After several months, and with one last triumphant tip of the bucket, I picked up my beautiful, perfectly cleaned specimen, a prize that would have been lost back into the ocean, now a sea lion that would teach, maybe even inspire. A sea lion that will pass through the hands of school kids for generations - I hope.
Because I'm not doing that again.
6 comments:
Sea lions are considered by me to be such an exotic animal, I can't imagine them just being in my backyard. I live in the Midwest U.S., so we have things like roving deer, raccoons, coyotes and opossums.
Well, we don't have any Midwesterners around here, so I guess I'd say that you're surrounded by exotic animals too!
I've heard that there are labs that you can send these things to. They get maggots to eat all the meat off the bone.
PLUS, no smell! (For you).
Yes, if I there'd been one nearby I would have gladly gone this route. I'm pretty sure the post office would have banned me for life if I tried to mail it.

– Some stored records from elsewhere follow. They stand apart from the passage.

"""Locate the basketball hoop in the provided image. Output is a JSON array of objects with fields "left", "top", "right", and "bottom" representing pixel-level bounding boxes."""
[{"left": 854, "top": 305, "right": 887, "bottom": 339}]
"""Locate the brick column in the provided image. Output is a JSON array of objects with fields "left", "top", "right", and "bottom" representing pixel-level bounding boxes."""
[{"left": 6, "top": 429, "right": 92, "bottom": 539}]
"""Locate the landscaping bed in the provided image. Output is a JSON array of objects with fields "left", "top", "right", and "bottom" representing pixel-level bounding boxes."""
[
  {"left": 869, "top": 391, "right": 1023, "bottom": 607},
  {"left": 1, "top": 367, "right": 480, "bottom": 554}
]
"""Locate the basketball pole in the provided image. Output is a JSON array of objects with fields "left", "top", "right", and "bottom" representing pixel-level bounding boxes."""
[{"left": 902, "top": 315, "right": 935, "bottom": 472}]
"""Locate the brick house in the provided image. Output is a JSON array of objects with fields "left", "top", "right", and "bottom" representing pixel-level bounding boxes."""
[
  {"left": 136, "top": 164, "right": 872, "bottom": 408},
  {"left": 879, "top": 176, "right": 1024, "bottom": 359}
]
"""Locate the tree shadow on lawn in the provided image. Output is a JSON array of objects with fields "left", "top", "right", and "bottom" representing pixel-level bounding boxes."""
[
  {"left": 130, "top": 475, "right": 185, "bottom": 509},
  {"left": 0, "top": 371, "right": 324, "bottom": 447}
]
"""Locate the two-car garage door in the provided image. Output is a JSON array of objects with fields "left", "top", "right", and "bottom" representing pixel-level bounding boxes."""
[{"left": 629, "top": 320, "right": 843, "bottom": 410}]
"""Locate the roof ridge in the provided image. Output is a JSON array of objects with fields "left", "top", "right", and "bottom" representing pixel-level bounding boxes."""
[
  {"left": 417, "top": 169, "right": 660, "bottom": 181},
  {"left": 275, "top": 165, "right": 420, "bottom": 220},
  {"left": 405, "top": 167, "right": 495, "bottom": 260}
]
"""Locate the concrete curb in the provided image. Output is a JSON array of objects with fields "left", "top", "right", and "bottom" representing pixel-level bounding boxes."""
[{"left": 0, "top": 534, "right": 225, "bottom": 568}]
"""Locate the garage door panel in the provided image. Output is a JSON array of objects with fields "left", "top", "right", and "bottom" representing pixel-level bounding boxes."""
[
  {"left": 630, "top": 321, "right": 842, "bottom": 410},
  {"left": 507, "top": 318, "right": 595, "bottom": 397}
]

But in all truth, doing it myself was character building. I guess. It was good to see it through from start to finish, anyway.
Katie, your commitment to education is AWESOME! I hope the Discovery Museum names a wing for you. :D
Hey, anything to inspire a love for nature! If I could do that for one kid, I'd take that over having the whole darn town named after me.
Ktsville would be a lousy name for a town, anyway.